[<prev] [next>] [<thread-prev] [thread-next>] [day] [month] [year] [list]
Message-ID: <4B177757.3010407@gmail.com>
Date: Thu, 03 Dec 2009 09:31:19 +0100
From: Eric Dumazet <eric.dumazet@...il.com>
To: Evgeniy Polyakov <zbr@...emap.net>,
David Miller <davem@...emloft.net>
CC: kdakhane@...il.com, netdev@...r.kernel.org,
netfilter@...r.kernel.org
Subject: Re: [PATCH net-next-2.6] tcp: connect() race with timewait reuse
Eric Dumazet a écrit :
>
>
> You are probably right, we could defer the inet_twsk_put(tw) out of locked
> section, you or I will submit another patch to correct this.
>
Here is an updated patch, tested on my dev machine.
I found another problem about tw refcnt I am going to address ASAP.
Thanks !
[PATCH net-next-2.6] tcp: connect() race with timewait reuse
Its currently possible that several threads issuing a connect() find the same
timewait socket and try to reuse it, leading to list corruptions.
Condition for bug is that these threads bound their socket on same address/port
of to-be-find timewait socket, and connected to same target. (SO_REUSEADDR needed)
To fix this problem, we could unhash timewait socket while holding ehash lock,
to make sure lookups/changes will be serialized.
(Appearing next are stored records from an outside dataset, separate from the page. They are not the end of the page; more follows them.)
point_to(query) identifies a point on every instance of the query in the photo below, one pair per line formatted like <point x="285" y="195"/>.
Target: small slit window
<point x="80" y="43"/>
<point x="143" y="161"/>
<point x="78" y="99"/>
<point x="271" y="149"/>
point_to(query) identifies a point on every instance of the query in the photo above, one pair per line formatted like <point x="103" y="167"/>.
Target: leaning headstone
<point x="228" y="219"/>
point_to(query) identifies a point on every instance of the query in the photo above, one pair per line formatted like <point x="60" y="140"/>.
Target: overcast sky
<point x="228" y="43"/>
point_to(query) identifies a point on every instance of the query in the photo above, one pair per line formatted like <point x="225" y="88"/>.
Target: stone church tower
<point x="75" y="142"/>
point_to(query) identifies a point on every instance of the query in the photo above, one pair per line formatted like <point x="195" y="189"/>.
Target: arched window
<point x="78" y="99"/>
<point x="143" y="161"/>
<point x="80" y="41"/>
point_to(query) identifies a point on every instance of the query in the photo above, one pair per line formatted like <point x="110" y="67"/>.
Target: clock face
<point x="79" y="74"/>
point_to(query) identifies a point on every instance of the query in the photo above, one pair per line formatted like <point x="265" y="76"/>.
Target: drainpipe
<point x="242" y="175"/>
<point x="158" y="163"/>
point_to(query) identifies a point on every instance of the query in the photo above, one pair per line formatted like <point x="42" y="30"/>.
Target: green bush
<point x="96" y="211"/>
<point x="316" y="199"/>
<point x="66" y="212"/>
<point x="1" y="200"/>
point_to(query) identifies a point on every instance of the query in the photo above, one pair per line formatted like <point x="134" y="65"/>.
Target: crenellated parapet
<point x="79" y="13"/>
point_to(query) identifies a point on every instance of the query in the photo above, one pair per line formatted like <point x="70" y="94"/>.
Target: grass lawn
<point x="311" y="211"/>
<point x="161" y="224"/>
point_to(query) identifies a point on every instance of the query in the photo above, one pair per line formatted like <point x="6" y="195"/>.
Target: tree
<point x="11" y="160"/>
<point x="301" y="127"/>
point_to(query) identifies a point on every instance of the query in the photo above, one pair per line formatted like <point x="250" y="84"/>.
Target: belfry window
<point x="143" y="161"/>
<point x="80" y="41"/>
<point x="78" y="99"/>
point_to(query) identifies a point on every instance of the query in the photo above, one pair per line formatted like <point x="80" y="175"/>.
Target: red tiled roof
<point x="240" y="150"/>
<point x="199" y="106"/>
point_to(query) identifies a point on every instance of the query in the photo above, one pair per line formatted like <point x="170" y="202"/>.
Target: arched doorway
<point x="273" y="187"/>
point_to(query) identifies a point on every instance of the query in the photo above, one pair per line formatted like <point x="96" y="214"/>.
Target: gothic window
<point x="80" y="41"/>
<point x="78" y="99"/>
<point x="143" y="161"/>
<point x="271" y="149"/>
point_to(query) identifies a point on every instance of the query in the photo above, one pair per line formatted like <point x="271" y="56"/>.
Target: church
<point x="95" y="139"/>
Only first thread finds the timewait
socket, other ones find the established socket and return an EADDRNOTAVAIL error.
This second version takes into account Evgeniy's review and makes sure
inet_twsk_put() is called outside of locked sections.
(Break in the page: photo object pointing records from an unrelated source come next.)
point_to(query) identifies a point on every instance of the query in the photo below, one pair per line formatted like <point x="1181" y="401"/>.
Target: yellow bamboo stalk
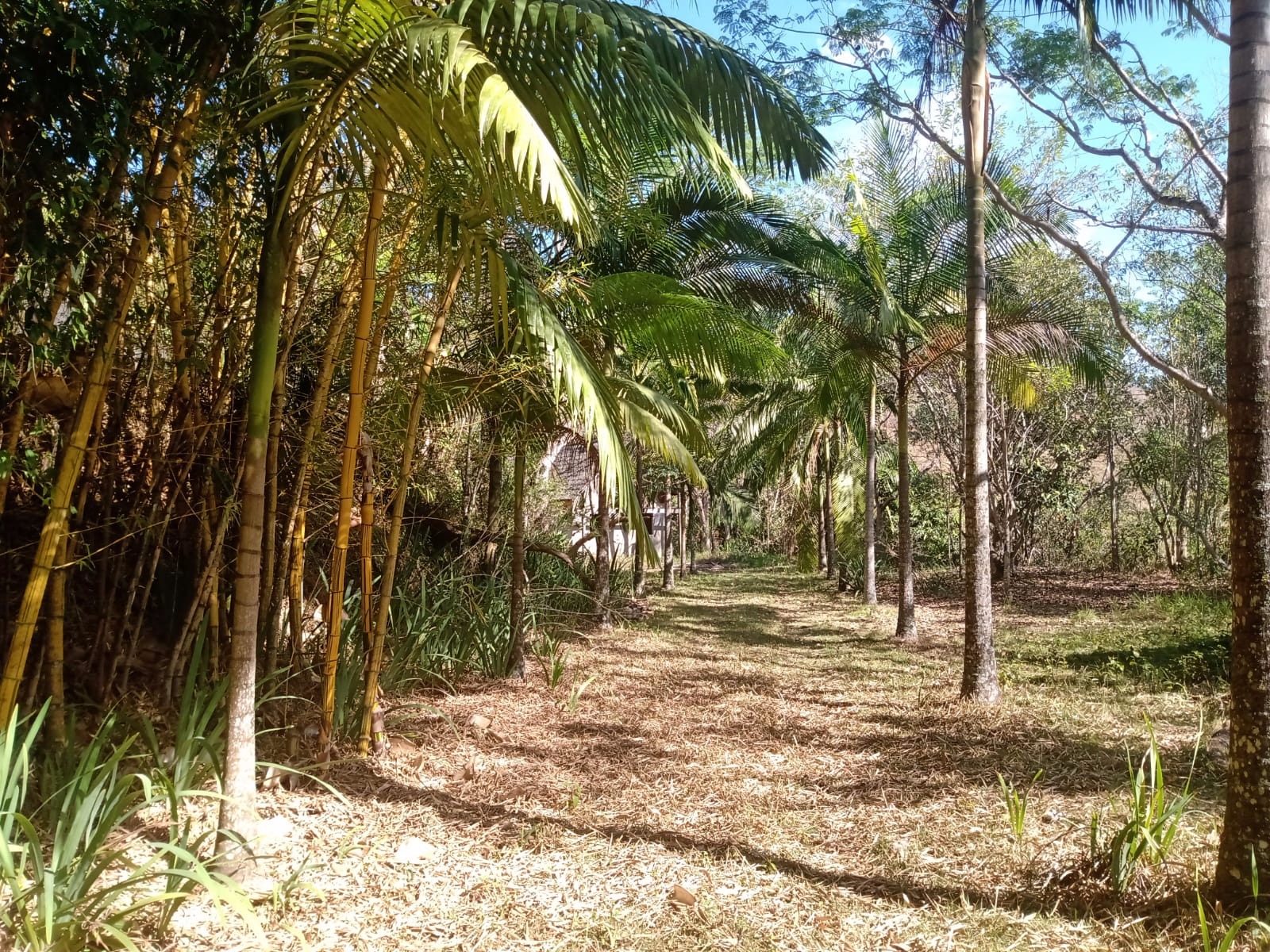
<point x="56" y="647"/>
<point x="412" y="432"/>
<point x="348" y="469"/>
<point x="94" y="391"/>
Signed-off-by: Eric Dumazet <eric.dumazet@...il.com>
---
include/net/inet_timewait_sock.h | 2 +
net/ipv4/inet_hashtables.c | 10 +++++--
net/ipv4/inet_timewait_sock.c | 38 +++++++++++++++++++++--------
net/ipv6/inet6_hashtables.c | 15 +++++++----
4 files changed, 47 insertions(+), 18 deletions(-)
diff --git a/include/net/inet_timewait_sock.h b/include/net/inet_timewait_sock.h
index 773b10f..cb7d93b 100644
--- a/include/net/inet_timewait_sock.h
+++ b/include/net/inet_timewait_sock.h
@@ -199,6 +199,8 @@ static inline __be32 inet_rcv_saddr(const struct sock *sk)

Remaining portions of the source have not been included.